The Government's lowering of leased line rates was a step in the right direction but it is not enough; the sticker prices have to go down further.
And how will that happen Mr Jagmohan? When there is competition and there is choice. Not when there is a monopoly and a relatively inefficient one at that. There would be no need for alternategateways if VSNL were to behave itself, price its service right and offer it with oodles of quality. But sadly, that is not the case.
Mr Jagmohan let as many private gateways come up as the market can support. Let there be as many providers of leased lines as possible. And how many would those be? The marketplace will be the best judge; it will weed out the the weak and inefficient.
Big money in satellite business
How large is the global commercial satellite industry? Well, according to Skyreport, a newsletter on the broadcasting business, it generated $65.9 billion in revenue in 1998. That was an increase of 15 per cent over adjusted 1997 revenue. The statistics were compiled by the Satellite Industry Association.
The US satellite industry accounted for $30.7 billion of that total. Transponder rentals generated $6.05 billion in revenue, while subscription/retail satellite services totalled $20.1 billion. These two segments made up $26.2 billion in satellite services.
Manufacturing of birdstook up $17.6 billion of the total, with satellite launching firms pocketing $7 billion of the revenues. This was split up amongst launch service providers ($4.3 billion) and subcontractors engaged in vehicle construction ($2.7 billion).
One big contributor to the satellite industry's turnover was the making of satellite-related ground equipment. This covers the entire gamut from satellite control systems to DTH dishes. It pitched in with $15.2 billion in revenues.

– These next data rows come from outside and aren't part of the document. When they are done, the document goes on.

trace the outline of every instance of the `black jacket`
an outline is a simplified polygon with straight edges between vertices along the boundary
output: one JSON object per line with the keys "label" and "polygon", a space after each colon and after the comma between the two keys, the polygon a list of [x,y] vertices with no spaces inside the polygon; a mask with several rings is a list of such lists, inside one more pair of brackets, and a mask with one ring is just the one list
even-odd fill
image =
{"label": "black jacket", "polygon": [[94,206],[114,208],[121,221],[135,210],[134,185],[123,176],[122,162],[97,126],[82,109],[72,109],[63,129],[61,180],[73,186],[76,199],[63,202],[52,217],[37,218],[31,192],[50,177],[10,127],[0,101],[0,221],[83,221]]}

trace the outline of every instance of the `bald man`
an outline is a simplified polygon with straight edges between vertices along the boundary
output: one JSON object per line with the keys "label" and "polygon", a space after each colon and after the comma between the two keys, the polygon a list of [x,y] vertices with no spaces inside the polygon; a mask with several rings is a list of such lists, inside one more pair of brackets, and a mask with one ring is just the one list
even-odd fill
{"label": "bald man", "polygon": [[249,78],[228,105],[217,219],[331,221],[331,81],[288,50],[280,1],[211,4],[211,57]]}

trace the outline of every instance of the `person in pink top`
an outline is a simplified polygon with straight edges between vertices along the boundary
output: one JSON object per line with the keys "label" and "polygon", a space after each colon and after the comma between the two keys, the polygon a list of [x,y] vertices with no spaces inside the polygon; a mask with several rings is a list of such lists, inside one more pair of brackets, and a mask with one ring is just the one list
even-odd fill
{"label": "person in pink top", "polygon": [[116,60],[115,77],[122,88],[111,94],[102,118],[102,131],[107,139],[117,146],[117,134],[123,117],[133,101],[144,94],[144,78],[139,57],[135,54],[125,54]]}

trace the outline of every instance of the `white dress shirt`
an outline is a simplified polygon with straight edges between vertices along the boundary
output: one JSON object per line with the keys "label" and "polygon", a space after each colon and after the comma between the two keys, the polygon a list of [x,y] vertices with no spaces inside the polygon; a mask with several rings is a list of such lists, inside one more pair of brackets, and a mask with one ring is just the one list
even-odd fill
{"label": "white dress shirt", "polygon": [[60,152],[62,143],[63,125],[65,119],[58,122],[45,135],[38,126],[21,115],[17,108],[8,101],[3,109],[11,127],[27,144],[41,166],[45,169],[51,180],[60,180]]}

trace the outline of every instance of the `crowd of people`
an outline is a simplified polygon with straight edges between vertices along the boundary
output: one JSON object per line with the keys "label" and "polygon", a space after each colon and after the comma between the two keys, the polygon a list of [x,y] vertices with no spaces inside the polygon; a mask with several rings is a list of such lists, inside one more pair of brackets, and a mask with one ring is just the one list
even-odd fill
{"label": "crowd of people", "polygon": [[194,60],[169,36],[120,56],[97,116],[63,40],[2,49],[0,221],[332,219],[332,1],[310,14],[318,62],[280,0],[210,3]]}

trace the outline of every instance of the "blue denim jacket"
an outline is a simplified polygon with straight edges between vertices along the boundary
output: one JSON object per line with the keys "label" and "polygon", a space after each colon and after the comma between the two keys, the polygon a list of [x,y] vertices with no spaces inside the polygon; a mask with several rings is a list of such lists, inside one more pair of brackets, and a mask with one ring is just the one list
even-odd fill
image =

Mr Mahajan, Mr Jagmohan, and Mr Vajpayee, there's big money in the satellite business. All you have to do is tap into it. The good point about India is that we have a pipeline to it courtesy the manufacturing and designing capability of ISRO. Now it has to be flogged in a coordinated manner.
Hotmail goes foreign
This one is for those who are hot on Hotmail. It has gone German, French and Japanese. The free e-mail service has attracted nearly 40 million sign-ups. Microsoft, which took over Hotmail some time back, is targeting 27million users in these three non-English-speaking countries.
The localised user interface has the same interface and key features as the English version of Hotmail, but is tailored for linguistic and cultural appropriateness for non-English-speaking regions.
For example, on-line help and support inquires will be answered in the member's local language. Localised services are as easy to use as the English version of Hotmail.
While on the subject of free, another free internet access service in the US is making its mark. NetZero has already been mentioned in this column in the past as the service which has crossed half-a-million subscribers. The new kid on the block is a free internet access service called Freei.net which has managed to gross about 100,000 users in Washington state, making it the second-largest ISP in that area. It survives like NetZero on advertising, very sharply-targeted advertising based on the profile of each user.